Google's cloud-based office suite, Google Docs, has gained a whopping 450 choices to its once scarce selection of font types. The new fonts include Ubuntu, Android's Ice Cream Sandwich "Droid" font and a wide variety of others ranging from monospaced to cursive. The addition of 450 fonts is certainly a welcome extension of Docs, although Google may have performed a great public disservice by keeping Comic Sans on the list of available type faces – just saying.

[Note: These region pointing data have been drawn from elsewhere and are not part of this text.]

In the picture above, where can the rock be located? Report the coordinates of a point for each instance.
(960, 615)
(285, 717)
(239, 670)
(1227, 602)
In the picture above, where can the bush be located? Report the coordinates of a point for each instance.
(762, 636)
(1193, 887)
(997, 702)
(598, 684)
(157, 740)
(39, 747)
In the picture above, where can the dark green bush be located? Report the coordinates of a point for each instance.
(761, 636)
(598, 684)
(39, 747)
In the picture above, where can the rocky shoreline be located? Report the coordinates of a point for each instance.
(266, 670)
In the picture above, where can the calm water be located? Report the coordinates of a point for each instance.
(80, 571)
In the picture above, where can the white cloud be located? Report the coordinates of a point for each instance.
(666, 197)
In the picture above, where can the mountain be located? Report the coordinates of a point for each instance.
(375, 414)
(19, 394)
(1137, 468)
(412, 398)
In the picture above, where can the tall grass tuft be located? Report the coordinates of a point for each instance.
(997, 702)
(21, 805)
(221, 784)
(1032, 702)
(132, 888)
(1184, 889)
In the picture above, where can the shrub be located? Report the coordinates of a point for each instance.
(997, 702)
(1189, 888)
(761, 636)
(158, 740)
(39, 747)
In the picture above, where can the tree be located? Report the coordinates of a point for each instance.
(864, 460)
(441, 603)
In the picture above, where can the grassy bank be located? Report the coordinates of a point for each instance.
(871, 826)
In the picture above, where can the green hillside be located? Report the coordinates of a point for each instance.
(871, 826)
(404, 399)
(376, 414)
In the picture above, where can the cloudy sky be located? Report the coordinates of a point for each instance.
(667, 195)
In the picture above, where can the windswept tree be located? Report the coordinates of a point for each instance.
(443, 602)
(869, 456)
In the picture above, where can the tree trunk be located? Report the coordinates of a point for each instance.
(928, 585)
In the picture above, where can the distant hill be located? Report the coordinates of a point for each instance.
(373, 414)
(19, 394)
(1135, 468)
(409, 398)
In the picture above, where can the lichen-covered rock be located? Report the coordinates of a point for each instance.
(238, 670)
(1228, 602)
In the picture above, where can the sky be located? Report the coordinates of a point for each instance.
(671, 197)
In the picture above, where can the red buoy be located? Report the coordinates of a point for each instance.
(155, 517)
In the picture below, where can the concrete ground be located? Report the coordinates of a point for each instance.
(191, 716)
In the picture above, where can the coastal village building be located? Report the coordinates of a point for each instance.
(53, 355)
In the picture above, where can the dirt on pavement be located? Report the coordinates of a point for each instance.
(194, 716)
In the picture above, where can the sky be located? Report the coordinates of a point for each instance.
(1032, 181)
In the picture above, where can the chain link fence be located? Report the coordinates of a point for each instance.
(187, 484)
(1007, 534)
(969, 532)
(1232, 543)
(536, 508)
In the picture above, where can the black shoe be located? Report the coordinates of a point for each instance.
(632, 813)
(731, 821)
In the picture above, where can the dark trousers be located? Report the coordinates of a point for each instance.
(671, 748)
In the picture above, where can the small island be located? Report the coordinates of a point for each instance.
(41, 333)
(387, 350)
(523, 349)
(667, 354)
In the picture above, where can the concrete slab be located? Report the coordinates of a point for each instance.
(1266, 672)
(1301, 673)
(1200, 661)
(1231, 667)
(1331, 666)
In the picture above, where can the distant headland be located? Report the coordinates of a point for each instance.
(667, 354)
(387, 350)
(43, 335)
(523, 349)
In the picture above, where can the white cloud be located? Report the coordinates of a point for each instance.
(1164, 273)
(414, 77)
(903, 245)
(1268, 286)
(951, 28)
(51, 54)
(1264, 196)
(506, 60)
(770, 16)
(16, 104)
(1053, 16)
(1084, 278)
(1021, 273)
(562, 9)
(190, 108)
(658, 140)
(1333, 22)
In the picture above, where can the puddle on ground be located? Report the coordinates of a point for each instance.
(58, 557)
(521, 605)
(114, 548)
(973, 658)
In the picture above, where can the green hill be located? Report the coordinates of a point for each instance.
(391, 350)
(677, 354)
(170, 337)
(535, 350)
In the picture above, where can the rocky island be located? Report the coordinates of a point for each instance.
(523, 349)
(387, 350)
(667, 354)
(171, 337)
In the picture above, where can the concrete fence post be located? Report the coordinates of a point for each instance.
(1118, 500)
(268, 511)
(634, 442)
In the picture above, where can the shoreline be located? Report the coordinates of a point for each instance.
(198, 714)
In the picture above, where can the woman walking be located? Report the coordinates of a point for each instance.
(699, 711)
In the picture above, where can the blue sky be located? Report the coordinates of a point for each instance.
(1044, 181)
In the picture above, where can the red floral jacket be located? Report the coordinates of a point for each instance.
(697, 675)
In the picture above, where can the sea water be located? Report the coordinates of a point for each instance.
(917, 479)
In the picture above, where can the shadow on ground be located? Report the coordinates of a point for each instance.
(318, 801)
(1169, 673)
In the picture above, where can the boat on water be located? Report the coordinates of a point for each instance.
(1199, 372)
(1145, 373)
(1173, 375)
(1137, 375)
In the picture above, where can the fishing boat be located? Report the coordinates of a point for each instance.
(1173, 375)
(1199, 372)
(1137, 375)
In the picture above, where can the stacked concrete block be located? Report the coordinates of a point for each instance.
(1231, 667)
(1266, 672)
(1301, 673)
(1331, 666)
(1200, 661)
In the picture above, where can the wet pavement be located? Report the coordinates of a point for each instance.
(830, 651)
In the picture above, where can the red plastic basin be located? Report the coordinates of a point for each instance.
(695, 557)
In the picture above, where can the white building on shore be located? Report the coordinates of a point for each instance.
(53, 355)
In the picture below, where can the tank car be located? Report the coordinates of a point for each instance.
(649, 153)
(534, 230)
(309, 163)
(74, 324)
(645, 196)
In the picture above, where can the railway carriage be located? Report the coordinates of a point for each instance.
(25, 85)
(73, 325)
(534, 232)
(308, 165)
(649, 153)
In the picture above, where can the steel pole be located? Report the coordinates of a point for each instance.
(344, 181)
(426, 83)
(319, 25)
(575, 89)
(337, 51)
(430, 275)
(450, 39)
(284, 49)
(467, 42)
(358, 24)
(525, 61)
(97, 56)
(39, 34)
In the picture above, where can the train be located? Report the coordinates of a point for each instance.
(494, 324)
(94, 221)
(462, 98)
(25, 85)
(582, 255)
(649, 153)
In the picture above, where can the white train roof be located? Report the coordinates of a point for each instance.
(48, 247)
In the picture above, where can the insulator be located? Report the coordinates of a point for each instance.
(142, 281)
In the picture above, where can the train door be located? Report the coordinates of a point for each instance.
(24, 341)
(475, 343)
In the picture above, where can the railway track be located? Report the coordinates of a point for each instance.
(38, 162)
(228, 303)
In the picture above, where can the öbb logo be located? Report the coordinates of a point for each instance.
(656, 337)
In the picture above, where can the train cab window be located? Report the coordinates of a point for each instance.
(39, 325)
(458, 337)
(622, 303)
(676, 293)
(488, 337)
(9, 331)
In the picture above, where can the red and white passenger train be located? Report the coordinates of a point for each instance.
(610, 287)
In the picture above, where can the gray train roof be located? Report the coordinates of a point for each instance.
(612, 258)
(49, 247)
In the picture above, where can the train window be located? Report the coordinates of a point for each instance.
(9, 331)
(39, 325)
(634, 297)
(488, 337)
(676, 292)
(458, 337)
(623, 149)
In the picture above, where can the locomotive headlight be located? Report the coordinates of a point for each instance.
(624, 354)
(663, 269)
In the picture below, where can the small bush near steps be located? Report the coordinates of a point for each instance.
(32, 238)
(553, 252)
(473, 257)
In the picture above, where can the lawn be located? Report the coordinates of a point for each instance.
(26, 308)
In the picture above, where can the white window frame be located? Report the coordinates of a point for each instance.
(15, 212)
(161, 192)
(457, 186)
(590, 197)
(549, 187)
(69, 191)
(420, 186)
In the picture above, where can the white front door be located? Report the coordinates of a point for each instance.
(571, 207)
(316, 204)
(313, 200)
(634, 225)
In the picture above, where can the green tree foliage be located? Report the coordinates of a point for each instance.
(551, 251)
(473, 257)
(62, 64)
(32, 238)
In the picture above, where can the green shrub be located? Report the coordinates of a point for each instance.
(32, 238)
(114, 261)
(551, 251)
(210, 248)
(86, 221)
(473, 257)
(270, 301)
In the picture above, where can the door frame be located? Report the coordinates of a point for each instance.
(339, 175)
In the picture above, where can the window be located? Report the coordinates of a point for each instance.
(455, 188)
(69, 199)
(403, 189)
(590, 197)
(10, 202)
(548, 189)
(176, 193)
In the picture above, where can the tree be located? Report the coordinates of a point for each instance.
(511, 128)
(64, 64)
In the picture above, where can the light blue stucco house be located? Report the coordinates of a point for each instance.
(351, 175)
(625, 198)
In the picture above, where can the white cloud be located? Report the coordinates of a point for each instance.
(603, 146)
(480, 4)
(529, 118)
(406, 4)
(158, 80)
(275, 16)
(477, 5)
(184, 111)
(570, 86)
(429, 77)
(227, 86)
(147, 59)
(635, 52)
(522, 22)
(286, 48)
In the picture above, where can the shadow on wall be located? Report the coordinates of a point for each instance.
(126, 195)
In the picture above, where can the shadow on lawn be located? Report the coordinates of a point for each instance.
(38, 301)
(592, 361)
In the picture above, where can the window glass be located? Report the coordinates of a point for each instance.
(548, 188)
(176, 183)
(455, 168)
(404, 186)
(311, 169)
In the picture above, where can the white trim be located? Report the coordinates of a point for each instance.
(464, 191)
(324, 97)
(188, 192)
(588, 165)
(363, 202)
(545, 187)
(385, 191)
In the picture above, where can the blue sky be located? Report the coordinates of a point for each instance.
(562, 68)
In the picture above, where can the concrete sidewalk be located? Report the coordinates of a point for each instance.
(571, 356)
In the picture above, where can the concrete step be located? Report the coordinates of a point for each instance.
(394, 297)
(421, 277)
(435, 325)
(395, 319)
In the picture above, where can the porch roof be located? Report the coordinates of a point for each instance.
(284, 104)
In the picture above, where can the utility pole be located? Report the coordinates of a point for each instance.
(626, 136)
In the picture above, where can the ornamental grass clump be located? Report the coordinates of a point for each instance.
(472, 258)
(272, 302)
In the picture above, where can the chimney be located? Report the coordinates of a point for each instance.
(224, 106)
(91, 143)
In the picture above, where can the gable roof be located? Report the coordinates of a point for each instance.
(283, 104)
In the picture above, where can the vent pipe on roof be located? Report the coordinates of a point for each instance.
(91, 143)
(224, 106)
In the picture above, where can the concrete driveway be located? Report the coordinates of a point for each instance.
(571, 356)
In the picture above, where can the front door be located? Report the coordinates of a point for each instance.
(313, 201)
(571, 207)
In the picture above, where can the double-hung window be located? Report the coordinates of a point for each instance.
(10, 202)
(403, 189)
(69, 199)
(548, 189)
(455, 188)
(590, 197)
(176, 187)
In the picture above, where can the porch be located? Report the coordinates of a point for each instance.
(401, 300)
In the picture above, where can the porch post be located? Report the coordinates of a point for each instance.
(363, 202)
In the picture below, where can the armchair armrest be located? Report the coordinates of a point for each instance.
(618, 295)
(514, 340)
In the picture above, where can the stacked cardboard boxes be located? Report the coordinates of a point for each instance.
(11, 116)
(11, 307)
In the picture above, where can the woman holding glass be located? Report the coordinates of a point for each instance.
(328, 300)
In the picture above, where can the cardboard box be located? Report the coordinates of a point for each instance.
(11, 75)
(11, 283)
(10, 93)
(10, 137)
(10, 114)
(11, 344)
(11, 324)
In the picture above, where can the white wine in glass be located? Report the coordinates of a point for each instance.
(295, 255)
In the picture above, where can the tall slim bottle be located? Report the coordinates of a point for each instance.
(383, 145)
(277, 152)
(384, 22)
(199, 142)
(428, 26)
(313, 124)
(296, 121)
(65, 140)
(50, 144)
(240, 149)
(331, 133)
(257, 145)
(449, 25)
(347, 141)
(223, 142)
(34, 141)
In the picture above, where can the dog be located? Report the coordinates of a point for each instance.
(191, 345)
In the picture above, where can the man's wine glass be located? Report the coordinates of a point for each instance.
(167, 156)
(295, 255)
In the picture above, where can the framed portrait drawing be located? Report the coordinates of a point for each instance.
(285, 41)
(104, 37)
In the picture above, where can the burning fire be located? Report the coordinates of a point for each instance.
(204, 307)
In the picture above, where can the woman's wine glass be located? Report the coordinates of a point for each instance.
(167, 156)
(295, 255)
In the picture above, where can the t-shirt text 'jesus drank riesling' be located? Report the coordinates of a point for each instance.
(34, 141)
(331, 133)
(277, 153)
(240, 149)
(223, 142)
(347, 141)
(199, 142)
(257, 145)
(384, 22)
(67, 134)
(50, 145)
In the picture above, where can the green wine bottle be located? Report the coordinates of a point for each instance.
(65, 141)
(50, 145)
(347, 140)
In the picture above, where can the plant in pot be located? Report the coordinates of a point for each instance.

Although changes to Docs have been mostly gradual and incremental, Google has continued to improve the Google Docs experience over the years. Some recent examples of those improvements include Google Drive integration, pagination, cloud printing and support for additional file formats

Google also takes some time to look back at April, outlining a number of improvements that were made in just the past month. Amongst some of the April changes was improved screenreader compatibility, a default page size setting and improved scripting support. Additionally, Docs allows documents up to 50MB (as opposed to 2MB prior to this change), more image insertion features and a total of 60 templates for users to choose from. Google has even added OCR (optical character recognition) for many types of documents, including PDFs and images. Sorry, no handwriting recognition – yet.

For users who haven't visted  Google Docs in awhile, the service took on a new layout courtesy of Google Drive. Gone is the "home page" which provided an uncategorized list of recently modified documents. Rather, Docs now displays your files in a hierarchical fashion relative to a root "folder" when you first load it up, much like you might expect your files to appear on your own computer.